(1) Existing law prohibits specified persons from taking salmon for commercial purposes unless the person has a commercial fishing salmon stamp affixed to that person’s commercial fishing license. Existing law requires the Department of Fish and Wildlife to issue a commercial fishing salmon stamp upon application for the stamp and payment of a base fee of $85. That base fee is required to be adjusted during specified commercial salmon seasons. However, existing law prohibits the total fees, as adjusted, from exceeding $260. Existing law requires the department to deposit revenues from this fee, funds received from other sources, as specified, and other specified revenues in the Commercial Salmon Stamp Dedicated Subaccount in the Fish and Game Preservation Fund, to be available, upon appropriation by the Legislature, for purposes relating to enhancement and
restoration of salmon. Existing law also authorizes up to 15% of funds expended from the subaccount for these purposes to be used for administrative costs. Existing law establishes the Commercial Salmon Trollers Advisory Committee, consisting of 6 members selected by the Director of Fish and Wildlife, as provided, to make recommendations on programs and a budget for the subaccount, and on specified revenue-raising measures. Existing law repeals these provisions as of January 1, 2019. A violation of any provision of the Fish and Game Code, or any rule, regulation, or order made or adopted under those provisions, is a misdemeanor, unless otherwise specified.
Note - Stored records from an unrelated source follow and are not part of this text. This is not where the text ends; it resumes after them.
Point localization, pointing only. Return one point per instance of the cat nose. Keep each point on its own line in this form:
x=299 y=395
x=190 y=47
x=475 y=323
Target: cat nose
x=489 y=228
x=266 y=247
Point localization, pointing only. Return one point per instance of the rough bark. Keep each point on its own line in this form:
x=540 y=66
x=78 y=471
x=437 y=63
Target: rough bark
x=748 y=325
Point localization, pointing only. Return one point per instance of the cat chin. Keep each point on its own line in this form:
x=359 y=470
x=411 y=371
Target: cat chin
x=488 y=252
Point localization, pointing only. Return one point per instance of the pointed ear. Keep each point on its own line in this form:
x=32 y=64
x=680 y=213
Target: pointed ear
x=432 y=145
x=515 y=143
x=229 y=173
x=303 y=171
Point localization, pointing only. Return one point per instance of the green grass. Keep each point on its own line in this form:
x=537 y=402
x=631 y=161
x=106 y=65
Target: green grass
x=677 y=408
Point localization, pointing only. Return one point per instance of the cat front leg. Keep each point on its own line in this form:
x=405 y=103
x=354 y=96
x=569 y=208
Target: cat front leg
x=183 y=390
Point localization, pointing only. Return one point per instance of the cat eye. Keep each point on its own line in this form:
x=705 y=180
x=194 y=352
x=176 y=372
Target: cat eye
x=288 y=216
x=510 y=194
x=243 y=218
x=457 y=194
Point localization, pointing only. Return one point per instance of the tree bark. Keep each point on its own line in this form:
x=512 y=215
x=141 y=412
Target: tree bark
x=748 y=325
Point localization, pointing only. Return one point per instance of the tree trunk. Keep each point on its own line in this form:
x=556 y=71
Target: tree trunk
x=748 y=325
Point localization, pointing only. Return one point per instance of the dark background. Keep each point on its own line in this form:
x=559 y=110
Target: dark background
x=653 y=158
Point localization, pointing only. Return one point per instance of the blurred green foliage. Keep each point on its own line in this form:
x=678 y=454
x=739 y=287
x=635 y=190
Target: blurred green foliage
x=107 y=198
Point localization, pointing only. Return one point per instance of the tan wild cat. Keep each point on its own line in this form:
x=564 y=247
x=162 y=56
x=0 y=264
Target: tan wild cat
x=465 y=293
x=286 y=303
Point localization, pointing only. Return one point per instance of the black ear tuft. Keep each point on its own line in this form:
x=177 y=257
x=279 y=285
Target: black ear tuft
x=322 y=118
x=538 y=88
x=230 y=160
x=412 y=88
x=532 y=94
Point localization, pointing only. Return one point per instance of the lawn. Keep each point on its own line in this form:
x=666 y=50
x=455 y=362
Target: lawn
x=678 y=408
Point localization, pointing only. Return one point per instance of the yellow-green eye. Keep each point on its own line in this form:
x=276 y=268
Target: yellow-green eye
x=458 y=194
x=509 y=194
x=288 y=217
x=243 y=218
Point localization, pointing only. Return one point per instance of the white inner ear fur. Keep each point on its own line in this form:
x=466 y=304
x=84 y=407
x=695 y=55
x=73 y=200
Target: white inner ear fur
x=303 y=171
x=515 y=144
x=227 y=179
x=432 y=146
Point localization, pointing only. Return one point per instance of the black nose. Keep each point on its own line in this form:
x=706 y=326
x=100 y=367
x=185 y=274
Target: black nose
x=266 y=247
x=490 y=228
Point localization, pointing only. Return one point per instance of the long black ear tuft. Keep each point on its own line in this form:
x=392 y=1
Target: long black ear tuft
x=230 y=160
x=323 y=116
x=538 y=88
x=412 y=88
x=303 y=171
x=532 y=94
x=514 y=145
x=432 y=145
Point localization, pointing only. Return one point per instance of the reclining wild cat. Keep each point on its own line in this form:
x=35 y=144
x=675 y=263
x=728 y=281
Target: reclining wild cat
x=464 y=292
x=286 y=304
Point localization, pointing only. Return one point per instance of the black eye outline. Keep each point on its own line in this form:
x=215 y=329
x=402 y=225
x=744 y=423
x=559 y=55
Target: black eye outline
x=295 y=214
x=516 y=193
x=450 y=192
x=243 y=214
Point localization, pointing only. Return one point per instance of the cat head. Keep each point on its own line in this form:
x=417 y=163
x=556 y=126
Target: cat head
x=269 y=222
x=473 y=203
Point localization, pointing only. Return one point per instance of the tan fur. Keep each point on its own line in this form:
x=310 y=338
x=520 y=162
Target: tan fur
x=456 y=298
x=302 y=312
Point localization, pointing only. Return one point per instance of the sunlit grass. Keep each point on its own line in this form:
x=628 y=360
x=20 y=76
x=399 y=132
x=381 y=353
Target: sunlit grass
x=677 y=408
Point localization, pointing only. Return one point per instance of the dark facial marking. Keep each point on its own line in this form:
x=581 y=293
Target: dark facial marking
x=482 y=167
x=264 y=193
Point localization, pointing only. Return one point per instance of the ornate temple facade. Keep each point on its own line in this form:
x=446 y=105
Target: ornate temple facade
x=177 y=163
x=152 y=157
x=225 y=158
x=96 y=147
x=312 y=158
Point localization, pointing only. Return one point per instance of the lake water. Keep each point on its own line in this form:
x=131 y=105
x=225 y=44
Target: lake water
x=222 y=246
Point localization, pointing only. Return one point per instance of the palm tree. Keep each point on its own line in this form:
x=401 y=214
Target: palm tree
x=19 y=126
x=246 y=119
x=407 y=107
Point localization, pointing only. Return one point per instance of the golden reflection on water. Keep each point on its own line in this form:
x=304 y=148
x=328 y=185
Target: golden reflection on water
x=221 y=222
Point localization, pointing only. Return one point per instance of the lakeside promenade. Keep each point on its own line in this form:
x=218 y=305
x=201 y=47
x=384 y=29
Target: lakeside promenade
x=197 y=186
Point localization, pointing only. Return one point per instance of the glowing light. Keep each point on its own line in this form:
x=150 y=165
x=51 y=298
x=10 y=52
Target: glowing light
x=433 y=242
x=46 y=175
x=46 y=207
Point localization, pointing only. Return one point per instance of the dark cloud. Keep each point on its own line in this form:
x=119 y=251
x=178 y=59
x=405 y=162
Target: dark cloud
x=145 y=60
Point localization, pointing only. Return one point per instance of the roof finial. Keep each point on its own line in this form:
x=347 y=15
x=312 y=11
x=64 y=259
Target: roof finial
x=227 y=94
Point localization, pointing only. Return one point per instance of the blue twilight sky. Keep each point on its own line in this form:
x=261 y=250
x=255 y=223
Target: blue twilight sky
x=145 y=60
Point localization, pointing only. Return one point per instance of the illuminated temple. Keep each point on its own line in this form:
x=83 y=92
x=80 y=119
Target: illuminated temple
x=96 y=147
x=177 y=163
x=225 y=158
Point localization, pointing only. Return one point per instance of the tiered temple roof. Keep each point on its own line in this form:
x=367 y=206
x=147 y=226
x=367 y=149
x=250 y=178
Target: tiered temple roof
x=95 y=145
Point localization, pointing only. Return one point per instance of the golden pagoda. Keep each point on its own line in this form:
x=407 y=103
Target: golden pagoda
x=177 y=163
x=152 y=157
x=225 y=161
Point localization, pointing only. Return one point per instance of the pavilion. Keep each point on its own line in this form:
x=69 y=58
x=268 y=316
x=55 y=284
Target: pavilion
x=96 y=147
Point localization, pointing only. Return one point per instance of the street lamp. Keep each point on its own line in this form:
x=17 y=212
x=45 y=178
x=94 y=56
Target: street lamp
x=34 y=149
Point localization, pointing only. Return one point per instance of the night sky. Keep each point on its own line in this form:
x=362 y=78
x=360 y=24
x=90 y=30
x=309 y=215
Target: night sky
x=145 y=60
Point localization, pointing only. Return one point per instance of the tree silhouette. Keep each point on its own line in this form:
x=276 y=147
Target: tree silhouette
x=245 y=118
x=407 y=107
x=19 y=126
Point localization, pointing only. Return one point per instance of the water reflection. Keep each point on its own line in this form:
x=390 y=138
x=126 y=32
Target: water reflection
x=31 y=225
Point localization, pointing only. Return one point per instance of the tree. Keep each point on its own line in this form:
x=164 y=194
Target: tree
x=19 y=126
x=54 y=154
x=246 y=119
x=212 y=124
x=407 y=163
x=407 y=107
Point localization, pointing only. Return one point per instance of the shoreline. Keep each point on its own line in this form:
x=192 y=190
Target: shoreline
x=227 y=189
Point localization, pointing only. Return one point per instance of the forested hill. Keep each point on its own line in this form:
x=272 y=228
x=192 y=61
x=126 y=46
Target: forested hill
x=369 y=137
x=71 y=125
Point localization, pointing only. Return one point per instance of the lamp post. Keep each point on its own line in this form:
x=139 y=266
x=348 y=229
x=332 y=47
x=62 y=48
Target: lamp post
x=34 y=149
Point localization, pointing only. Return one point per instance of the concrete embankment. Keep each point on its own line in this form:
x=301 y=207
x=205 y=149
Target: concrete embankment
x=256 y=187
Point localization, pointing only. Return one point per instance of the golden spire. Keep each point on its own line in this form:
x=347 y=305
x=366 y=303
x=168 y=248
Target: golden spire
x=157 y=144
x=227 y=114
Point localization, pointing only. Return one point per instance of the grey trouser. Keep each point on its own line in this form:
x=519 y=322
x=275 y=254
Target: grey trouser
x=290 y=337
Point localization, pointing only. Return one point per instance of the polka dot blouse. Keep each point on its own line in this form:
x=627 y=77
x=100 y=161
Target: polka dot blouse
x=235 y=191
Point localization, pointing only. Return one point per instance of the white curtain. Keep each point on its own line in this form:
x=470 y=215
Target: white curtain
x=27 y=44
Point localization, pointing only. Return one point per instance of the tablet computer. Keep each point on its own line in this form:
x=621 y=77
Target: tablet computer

This bill would extend the operation of these provisions until January 1, 2029. By extending the operation of existing requirements, the violation of which would be a crime, the bill would impose a state-mandated local program.
(2) Existing law
prohibits the taking of anchovies for any purpose in Humboldt Bay, except that anchovies may be taken in specified areas of the bay for live bait between May 1 and December 1, and for dead bait between May 1 and August 31, by the operator of a vessel for use in his or her own fishing operation, except for incidental sales to local sport fishermen for bait. Existing law establishes a 15-ton limit on the total number of anchovies that may be taken between May 1 and August 31 of each year and a 15-ton limit between September 1 and December 1 of each year. Existing law requires an observer employed by the Department of Fish and Wildlife to inspect any bait operation and halt that operation if it cannot be conducted without adversely affecting the game species of the bay. Existing law requires the department to receive notification of a bait operation in the bay at least 12 hours before the operation commences. Existing law authorizes the Fish and Game Commission to adopt any other regulation it determines is
necessary to protect the Humboldt Bay anchovy resource.
This bill would permit taking of anchovies in Humboldt Bay between May 1 and December 1 without restrictions on area or use. Instead of 2 15-ton limits on the taking of anchovies in 2 separate periods, the bill would authorize not more than 60 tons of anchovies to be taken between May 1 and December 1 of each year. The bill would include, as part of the commission’s regulatory authority to protect anchovy in Humboldt Bay,
the authority to adopt a regulation that changes this permitted take amount based upon credible science. The bill would delete the above-described provisions regarding inspection and notification of bait operations. By changing the definition of a crime, the bill would impose a state-mandated local program.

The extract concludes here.